| |
Bitbreaker
Registered: Oct 2002 Posts: 508 |
Release id #139503 : Spindle 2.0
So with the spin mode it was now easy to quickly do a speedtest with the files i usually test with (most of the files from cl13 side1).
It turns out that spindle nearly loads as fast as bitfire with on the fly depacking. While bitfire chews in the tracks a tad faster, it has to make breaks to finalize the depacking. So data arrives a bit too fast first and blocks pile up to be decrunched. Spindle manages to have a continuous flow due to its blockwise packing scheme here.
Therefore the 18 files used get squeezed down to 491 blocks, as with bitfire down to 391 blocks. So Spindle leeches an additional 100 blocks in about the time bitfire requires for additional depacking.
However, under load the speed of spindle turns down rapidly, with 25% cpu load it is no faster than krill's loader, with 75% load it takes eons to leech the 491 blocks in :-( What's happening there?!

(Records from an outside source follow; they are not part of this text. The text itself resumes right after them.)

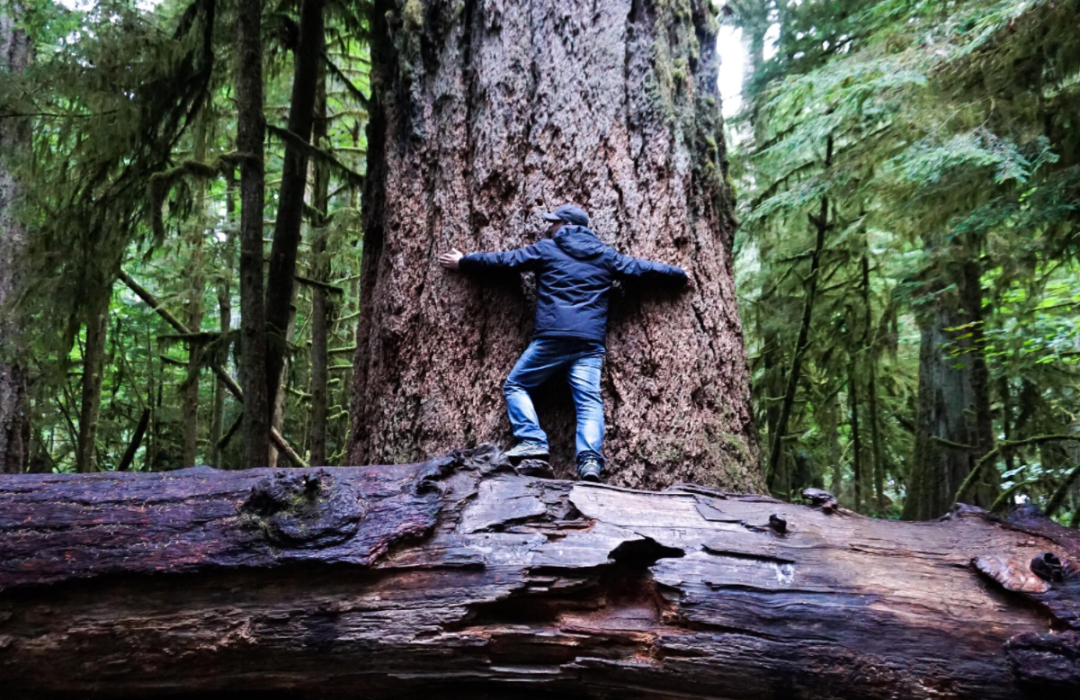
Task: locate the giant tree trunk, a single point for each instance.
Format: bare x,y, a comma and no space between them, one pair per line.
486,113
14,408
458,578
953,418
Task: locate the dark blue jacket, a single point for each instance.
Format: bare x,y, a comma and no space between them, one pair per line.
575,271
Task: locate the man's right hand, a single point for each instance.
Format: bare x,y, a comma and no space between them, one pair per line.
450,260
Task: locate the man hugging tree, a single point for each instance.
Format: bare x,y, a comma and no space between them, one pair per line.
575,273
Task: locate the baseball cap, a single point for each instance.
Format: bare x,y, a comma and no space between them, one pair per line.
568,213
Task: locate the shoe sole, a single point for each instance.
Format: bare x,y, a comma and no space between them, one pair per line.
520,458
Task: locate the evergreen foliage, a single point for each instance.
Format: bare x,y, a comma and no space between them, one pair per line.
955,155
133,167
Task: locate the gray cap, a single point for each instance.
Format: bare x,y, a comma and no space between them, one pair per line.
570,214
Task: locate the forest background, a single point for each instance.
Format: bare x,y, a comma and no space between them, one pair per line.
907,176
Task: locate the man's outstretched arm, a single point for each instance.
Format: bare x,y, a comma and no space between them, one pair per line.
522,259
649,270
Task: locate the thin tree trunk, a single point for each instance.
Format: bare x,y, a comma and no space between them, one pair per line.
225,319
14,401
129,457
294,180
278,418
821,226
474,132
93,365
250,135
872,359
320,306
953,419
196,283
856,446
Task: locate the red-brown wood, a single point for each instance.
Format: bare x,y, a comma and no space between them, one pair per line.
460,576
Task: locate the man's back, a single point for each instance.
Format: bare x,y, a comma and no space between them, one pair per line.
575,273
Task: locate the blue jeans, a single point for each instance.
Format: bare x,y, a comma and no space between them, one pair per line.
582,361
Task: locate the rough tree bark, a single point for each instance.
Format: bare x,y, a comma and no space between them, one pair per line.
460,578
953,418
250,134
484,115
14,404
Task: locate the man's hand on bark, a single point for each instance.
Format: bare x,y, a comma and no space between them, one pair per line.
449,260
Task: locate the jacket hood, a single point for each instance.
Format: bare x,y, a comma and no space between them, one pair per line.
579,242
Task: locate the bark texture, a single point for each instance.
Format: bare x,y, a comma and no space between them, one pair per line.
250,136
485,113
953,420
460,578
14,403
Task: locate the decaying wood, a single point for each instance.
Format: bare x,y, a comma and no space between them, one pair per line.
459,575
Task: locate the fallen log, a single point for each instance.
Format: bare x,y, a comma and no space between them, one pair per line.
461,576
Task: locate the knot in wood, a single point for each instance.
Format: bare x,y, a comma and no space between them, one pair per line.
302,509
1048,567
820,498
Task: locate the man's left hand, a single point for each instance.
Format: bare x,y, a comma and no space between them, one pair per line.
450,260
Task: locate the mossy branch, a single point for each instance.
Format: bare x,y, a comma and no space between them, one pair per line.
315,152
162,182
1001,446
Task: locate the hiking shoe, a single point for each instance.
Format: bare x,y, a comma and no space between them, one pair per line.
526,451
590,470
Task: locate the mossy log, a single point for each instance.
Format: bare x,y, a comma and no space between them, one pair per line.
462,576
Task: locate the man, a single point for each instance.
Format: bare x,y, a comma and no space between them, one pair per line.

When is the 50x version from Krill done? :-D HCL, what's the penis length of your loader? :-D
Results here. |
|
... 91 posts hidden. Click here to view all posts.... |
| |
Oswald
Registered: Apr 2002 Posts: 5095 |
out of order ?:)
I dont understand when you use the term fixed, and when out of order loading. I thought fixed is with fixed interleave what the loader expects, and out of order is a loader which can deal with whatever sector order. but you corrected me, so how is this ? |
| |
Jammer
Registered: Nov 2002 Posts: 1336 |
What Ksubi asked - what about Wegi's solution? His system seems not that popular and maybe it should? ;) |
| |
Oswald
Registered: Apr 2002 Posts: 5095 |
ah, guess its about sector order. |
| |
lft
Registered: Jul 2007 Posts: 369 |
Gentlemen.
While you were entertaining yourselves here, I took the liberty of improving the performance of Spindle.
Details to follow. |
| |
chatGPZ
Registered: Dec 2001 Posts: 11391 |
Quote:@Groepaz: Are you serious, or did i just mis-interpret that smiley!?
nope. your loader/(some of your) demos are the only ones that will not work using chameleons external IEC feature (see here) - and the only sane explanation for that is that the bus timing is very much on the edge (the difference in timing between internal and external is less than a c64 cycle). it might even fail on real drive/c64 when one of the crystals is worn out enough to result in such subtle difference (i have not tested that). (jiffy dos on pal has a similar problem - and there the bus timing is so much on the edge that it barely works even on the real thing) |
| |
Krill
Registered: Apr 2002 Posts: 2982 |
Quoting Glasnost- do all loaders in the example have similar timing safety, eg. in stepping tracksm or inner read loop? I'd assume so. Some intolerances only show randomly after years with certain computer/drive combinations, but i guess all of those loaders have been tested with a reasonable number of device combinations.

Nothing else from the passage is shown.